Intended Audience: Medical Laboratory Scientists, Medical Technologists, and Medical Laboratory Technicians, Clinical Laboratory Science students.

Author: Garland E. Pendergraph, PhD, JD, MLS(ASCP)SMCM, HCLD(ABB) currently serves as laboratory director for Doctors Laboratory, Inc. at their Savannah, Brunswick, Kingsland, Georgia locations and as the corporate privacy officer. He is also the clinical laboratory director at Moody Air Force Base. He has served as chairman of the medical technology programs at East Carolina University, Greenville, NC and Western Carolina University, Cullowhee, NC. He is the author of various books, monographs, and scientific publications. Dr. Pendergraph received a PhD from the University of North Carolina, Chapel Hill and a JD from the Concord Law School, Kaplan University. He is a member of numerous professional organizations and is certified as a drug screen collection trainer by the Drug and Alcohol Testing Industry Association, MLScm and specialist in microbiology by the American Society of Clinical Pathology, and as a High Complexity Clinical Laboratory Director, by the American Board of Bioanalysts.

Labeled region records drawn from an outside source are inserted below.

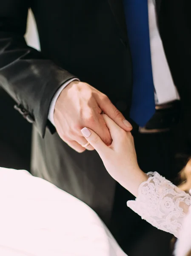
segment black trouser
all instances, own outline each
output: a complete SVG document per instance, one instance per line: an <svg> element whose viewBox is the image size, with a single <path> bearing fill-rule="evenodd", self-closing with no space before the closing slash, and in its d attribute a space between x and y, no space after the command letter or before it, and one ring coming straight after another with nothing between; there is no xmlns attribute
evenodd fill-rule
<svg viewBox="0 0 191 256"><path fill-rule="evenodd" d="M138 163L143 171L157 172L174 180L181 165L175 164L175 151L178 148L175 146L179 142L174 133L134 136ZM134 199L117 183L110 229L120 245L128 256L172 255L172 236L152 227L128 208L127 201Z"/></svg>

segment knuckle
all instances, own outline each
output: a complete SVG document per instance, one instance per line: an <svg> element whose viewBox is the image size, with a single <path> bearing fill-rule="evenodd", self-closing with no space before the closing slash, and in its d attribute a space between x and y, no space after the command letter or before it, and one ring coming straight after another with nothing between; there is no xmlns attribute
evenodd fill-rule
<svg viewBox="0 0 191 256"><path fill-rule="evenodd" d="M107 146L110 146L112 142L112 140L111 138L108 139L107 140L105 140L104 142L105 144Z"/></svg>
<svg viewBox="0 0 191 256"><path fill-rule="evenodd" d="M103 101L105 102L110 102L110 100L109 100L108 97L105 94L103 94L102 97L102 100Z"/></svg>
<svg viewBox="0 0 191 256"><path fill-rule="evenodd" d="M74 135L74 134L76 134L76 133L78 133L81 129L80 126L79 124L74 124L71 130L73 135Z"/></svg>
<svg viewBox="0 0 191 256"><path fill-rule="evenodd" d="M97 136L95 136L92 140L92 142L94 144L97 144L99 142L99 138Z"/></svg>
<svg viewBox="0 0 191 256"><path fill-rule="evenodd" d="M83 153L83 152L84 152L84 151L86 151L86 148L84 149L77 149L77 152L78 153Z"/></svg>
<svg viewBox="0 0 191 256"><path fill-rule="evenodd" d="M84 120L86 125L92 125L95 122L95 119L92 113L91 112L84 117Z"/></svg>
<svg viewBox="0 0 191 256"><path fill-rule="evenodd" d="M122 114L121 113L120 111L117 108L116 108L114 111L114 118L121 117Z"/></svg>

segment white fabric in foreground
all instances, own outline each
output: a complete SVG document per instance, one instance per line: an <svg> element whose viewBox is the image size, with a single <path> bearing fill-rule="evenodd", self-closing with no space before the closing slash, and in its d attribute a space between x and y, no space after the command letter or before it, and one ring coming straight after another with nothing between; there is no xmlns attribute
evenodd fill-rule
<svg viewBox="0 0 191 256"><path fill-rule="evenodd" d="M23 170L0 168L0 255L126 256L86 204Z"/></svg>
<svg viewBox="0 0 191 256"><path fill-rule="evenodd" d="M191 196L157 172L148 175L148 180L140 186L138 197L128 201L127 206L154 227L178 237Z"/></svg>
<svg viewBox="0 0 191 256"><path fill-rule="evenodd" d="M190 191L190 195L191 191ZM176 244L174 255L185 256L191 250L191 207L182 222L180 238Z"/></svg>

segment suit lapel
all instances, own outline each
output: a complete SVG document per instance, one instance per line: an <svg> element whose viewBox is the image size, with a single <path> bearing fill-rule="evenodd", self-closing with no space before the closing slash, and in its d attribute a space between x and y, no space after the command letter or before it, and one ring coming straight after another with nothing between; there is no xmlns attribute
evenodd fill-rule
<svg viewBox="0 0 191 256"><path fill-rule="evenodd" d="M111 11L120 28L122 36L127 38L127 27L123 0L108 0Z"/></svg>
<svg viewBox="0 0 191 256"><path fill-rule="evenodd" d="M156 11L158 18L160 10L162 0L155 0ZM123 9L123 0L108 0L111 11L115 18L117 23L125 40L127 38L127 28Z"/></svg>
<svg viewBox="0 0 191 256"><path fill-rule="evenodd" d="M157 14L158 17L159 16L159 14L160 13L161 3L162 3L162 0L156 0L156 8Z"/></svg>

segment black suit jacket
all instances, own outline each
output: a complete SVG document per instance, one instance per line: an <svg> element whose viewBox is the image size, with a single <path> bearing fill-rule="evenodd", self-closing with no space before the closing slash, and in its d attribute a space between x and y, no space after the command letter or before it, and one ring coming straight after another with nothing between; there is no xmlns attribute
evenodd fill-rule
<svg viewBox="0 0 191 256"><path fill-rule="evenodd" d="M157 0L161 36L187 122L191 109L190 3ZM24 39L29 8L41 52L29 47ZM52 97L75 77L105 93L128 118L132 65L122 0L2 1L0 84L34 124L32 172L86 202L106 222L115 182L98 155L78 154L47 128Z"/></svg>

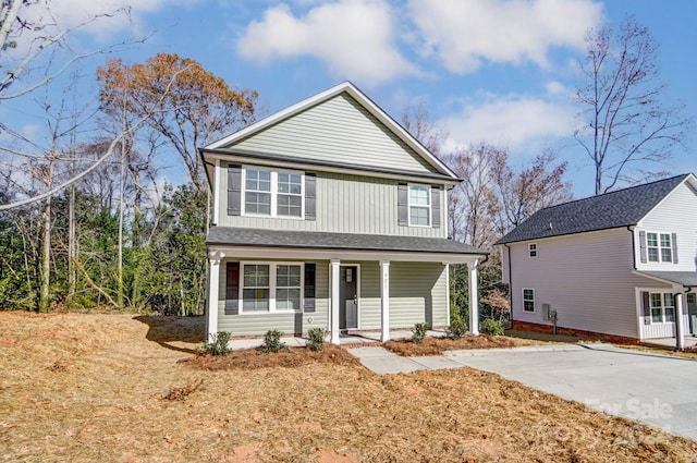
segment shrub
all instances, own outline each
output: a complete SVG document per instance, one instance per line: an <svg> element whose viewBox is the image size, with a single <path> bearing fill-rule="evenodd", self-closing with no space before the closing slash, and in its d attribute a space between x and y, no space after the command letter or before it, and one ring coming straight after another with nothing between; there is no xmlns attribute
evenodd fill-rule
<svg viewBox="0 0 697 463"><path fill-rule="evenodd" d="M467 322L462 317L456 316L451 318L450 326L445 330L449 338L460 339L467 334Z"/></svg>
<svg viewBox="0 0 697 463"><path fill-rule="evenodd" d="M308 345L310 351L319 352L322 350L326 334L327 331L325 331L322 328L313 328L311 330L307 331Z"/></svg>
<svg viewBox="0 0 697 463"><path fill-rule="evenodd" d="M232 349L228 346L230 341L230 333L228 331L218 331L212 337L212 340L204 344L204 352L210 355L228 355Z"/></svg>
<svg viewBox="0 0 697 463"><path fill-rule="evenodd" d="M489 336L503 336L503 324L493 318L487 318L479 326L479 331Z"/></svg>
<svg viewBox="0 0 697 463"><path fill-rule="evenodd" d="M264 334L264 344L258 349L260 354L276 354L280 351L288 351L288 345L281 341L283 333L279 330L268 330Z"/></svg>
<svg viewBox="0 0 697 463"><path fill-rule="evenodd" d="M412 341L420 344L424 342L424 338L426 338L427 331L431 329L428 324L416 324L412 329Z"/></svg>

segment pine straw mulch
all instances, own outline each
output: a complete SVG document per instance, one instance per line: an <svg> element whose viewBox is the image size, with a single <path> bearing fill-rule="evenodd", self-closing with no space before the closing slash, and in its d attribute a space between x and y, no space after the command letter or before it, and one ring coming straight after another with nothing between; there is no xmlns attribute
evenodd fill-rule
<svg viewBox="0 0 697 463"><path fill-rule="evenodd" d="M398 355L405 357L424 355L442 355L445 351L460 351L468 349L510 349L522 345L540 345L549 342L531 339L511 338L508 336L468 336L460 339L426 338L424 342L415 343L411 339L388 341L384 346Z"/></svg>
<svg viewBox="0 0 697 463"><path fill-rule="evenodd" d="M196 328L198 327L198 328ZM0 462L694 462L697 442L469 368L204 370L203 320L0 313ZM327 350L330 352L330 350Z"/></svg>

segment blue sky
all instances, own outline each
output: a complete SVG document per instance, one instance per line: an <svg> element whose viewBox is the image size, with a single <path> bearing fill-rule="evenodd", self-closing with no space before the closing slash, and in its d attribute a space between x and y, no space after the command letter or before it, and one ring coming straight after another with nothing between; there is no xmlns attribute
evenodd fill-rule
<svg viewBox="0 0 697 463"><path fill-rule="evenodd" d="M697 119L694 75L697 2L590 0L140 0L131 17L101 20L74 37L94 49L154 33L120 53L140 62L157 52L199 61L231 86L259 93L268 113L343 81L352 81L394 119L426 102L448 134L447 148L486 141L508 147L523 165L545 147L570 162L576 196L592 194L594 176L571 134L570 101L588 27L619 25L626 14L661 45L667 101ZM59 0L59 22L120 2ZM103 58L82 64L87 74ZM83 95L95 95L91 86ZM23 114L30 119L30 110ZM8 117L8 112L0 117ZM675 173L697 172L697 138L675 150Z"/></svg>

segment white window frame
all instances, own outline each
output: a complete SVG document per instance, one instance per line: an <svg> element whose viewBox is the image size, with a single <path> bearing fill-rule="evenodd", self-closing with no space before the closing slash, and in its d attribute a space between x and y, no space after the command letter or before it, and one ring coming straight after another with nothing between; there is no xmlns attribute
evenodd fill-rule
<svg viewBox="0 0 697 463"><path fill-rule="evenodd" d="M527 255L529 257L537 257L537 243L530 243L527 245Z"/></svg>
<svg viewBox="0 0 697 463"><path fill-rule="evenodd" d="M419 187L419 188L426 188L426 198L428 199L428 205L424 206L424 205L412 205L412 188L413 187ZM408 214L408 218L409 218L409 227L425 227L425 228L429 228L431 227L431 215L432 215L432 205L431 205L431 185L425 185L423 183L409 183L407 185L407 214ZM427 218L428 218L428 223L427 224L423 224L423 223L413 223L412 222L412 207L417 207L417 208L428 208L428 212L427 212Z"/></svg>
<svg viewBox="0 0 697 463"><path fill-rule="evenodd" d="M526 291L533 291L533 298L525 298L525 292ZM535 314L536 309L535 309L535 288L522 288L521 289L521 295L523 296L523 313L524 314ZM526 310L525 309L525 303L526 302L531 302L533 303L533 309L531 310Z"/></svg>
<svg viewBox="0 0 697 463"><path fill-rule="evenodd" d="M269 309L267 312L258 312L258 310L248 310L244 312L244 267L248 265L268 265L269 266ZM301 300L299 305L296 310L294 309L277 309L276 307L276 295L277 295L277 281L276 277L278 273L277 267L280 265L286 266L298 266L301 268ZM240 315L267 315L267 314L302 314L303 306L305 304L305 263L302 261L290 261L290 260L243 260L240 263L240 300L237 302L237 307L240 307ZM284 287L285 288L285 287Z"/></svg>
<svg viewBox="0 0 697 463"><path fill-rule="evenodd" d="M650 234L655 234L656 235L656 246L649 246L649 235ZM661 244L661 236L668 236L668 246L663 246ZM657 249L658 253L658 260L651 260L651 253L650 249ZM670 253L670 259L669 260L664 260L663 259L663 249L668 249L668 252ZM651 263L651 264L673 264L673 259L675 258L675 256L673 256L673 236L671 233L667 233L667 232L660 232L660 231L647 231L646 232L646 260L647 263Z"/></svg>
<svg viewBox="0 0 697 463"><path fill-rule="evenodd" d="M247 212L247 170L260 170L271 173L271 214L256 214ZM279 193L279 173L299 174L301 175L301 216L283 216L278 214L279 194L286 195L286 193ZM256 191L255 191L256 193ZM295 195L293 195L295 196ZM259 166L243 166L242 168L242 215L247 217L271 217L289 220L305 220L305 172L291 170L291 169L270 169Z"/></svg>
<svg viewBox="0 0 697 463"><path fill-rule="evenodd" d="M675 295L673 293L671 293L670 291L668 292L648 292L649 293L649 320L651 325L663 325L663 324L674 324L675 322L675 316L677 314L677 309L676 309L676 303L675 303ZM667 295L671 295L673 298L673 305L668 305L665 303L665 296ZM659 295L660 300L661 300L661 305L660 307L655 307L653 306L653 295ZM660 315L661 315L661 319L660 320L655 320L653 319L653 308L658 308L660 310ZM665 316L667 313L667 308L672 308L673 309L673 319L669 320L668 317Z"/></svg>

Reviewer: Barbara Cebulski, MS, MLS(ASCP)CM is a program director for MediaLab, Inc., responsible for the development of continuing education and competency assessment courses for laboratory professionals. Prior to 2007, Ms. Cebulski was an Inspection Specialist in the Laboratory Accreditation Program for the College of American Pathologists (CAP). During this time, she also presented on behalf of CAP at Inspector Training seminars and Point-of-Care Group conferences. In her career as a medical technologist, she has held management and supervisory positions. Barbara holds a Masters degree in Instructional Design and Technology from Georgia State University.

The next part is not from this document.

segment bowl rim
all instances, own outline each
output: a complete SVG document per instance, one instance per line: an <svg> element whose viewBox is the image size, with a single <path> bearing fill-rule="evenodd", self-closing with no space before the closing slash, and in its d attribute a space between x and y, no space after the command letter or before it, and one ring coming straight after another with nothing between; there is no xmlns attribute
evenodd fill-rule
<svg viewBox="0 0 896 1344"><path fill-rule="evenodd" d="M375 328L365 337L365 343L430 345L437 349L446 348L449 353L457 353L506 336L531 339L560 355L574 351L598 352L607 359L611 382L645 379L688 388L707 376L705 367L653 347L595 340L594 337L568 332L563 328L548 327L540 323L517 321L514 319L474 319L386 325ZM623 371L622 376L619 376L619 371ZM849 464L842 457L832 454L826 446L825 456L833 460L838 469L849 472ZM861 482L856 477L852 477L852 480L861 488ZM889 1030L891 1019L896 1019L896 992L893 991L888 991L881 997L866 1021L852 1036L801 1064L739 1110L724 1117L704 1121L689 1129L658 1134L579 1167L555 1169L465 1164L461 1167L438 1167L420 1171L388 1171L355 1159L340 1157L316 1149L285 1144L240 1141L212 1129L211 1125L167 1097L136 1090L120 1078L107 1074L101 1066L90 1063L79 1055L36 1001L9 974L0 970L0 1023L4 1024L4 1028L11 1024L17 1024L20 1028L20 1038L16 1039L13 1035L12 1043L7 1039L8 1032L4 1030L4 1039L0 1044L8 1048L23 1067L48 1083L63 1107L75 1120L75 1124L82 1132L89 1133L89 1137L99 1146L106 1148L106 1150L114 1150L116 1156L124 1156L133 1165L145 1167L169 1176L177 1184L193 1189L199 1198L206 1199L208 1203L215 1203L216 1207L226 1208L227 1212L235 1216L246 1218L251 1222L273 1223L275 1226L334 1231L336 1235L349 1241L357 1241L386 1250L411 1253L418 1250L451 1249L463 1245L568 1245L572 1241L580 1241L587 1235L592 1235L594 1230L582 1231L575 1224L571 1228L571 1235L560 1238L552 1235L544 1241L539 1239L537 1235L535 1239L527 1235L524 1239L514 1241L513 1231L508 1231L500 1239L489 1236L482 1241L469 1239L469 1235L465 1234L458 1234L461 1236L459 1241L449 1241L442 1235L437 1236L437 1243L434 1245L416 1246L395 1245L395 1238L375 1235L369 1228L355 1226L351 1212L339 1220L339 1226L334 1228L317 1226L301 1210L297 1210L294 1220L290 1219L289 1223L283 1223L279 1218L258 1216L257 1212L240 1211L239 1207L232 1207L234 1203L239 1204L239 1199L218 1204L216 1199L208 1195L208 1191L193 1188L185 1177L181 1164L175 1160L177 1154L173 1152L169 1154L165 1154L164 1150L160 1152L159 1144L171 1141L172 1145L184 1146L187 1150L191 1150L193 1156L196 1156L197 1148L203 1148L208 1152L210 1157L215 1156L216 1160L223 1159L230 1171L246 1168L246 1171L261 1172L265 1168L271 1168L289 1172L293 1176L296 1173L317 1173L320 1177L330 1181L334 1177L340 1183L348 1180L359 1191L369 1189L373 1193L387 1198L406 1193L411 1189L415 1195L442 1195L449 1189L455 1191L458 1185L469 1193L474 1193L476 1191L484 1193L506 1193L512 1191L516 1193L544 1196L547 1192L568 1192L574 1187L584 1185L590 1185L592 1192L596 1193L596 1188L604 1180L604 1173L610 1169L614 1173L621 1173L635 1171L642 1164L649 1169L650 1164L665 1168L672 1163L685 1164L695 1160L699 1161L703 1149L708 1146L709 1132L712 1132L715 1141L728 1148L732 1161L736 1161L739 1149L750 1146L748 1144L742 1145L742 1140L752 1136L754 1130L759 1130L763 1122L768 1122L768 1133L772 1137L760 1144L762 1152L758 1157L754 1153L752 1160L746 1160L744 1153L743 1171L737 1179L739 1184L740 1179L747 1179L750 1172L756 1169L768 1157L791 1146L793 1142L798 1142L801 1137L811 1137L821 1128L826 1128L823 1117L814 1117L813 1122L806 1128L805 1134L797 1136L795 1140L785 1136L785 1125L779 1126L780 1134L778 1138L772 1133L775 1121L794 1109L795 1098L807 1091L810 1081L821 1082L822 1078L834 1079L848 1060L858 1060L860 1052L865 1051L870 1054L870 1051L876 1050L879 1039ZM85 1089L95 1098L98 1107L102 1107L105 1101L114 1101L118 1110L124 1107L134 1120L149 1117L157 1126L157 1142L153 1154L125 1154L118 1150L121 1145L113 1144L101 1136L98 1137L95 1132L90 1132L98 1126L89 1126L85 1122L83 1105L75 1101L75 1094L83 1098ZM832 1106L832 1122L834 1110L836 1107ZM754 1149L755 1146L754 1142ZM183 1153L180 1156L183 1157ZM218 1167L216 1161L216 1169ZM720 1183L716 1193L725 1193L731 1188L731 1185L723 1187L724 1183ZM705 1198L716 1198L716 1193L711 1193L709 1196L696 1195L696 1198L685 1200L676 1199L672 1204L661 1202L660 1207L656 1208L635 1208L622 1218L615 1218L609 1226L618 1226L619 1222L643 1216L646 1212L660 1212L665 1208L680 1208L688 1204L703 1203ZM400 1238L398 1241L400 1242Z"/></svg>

Course Information: This course provides important concepts in quality control that are useful to laboratory personnel who report patient results. Topics include: precision, accuracy, sensitivity, specificity, random and systematic errors, standard deviation, and interpretation of quality control results using Levey-Jennings charts, Westgard rules, cumulative summation limits, and Youdon plots.
This course was reviewed October 2012.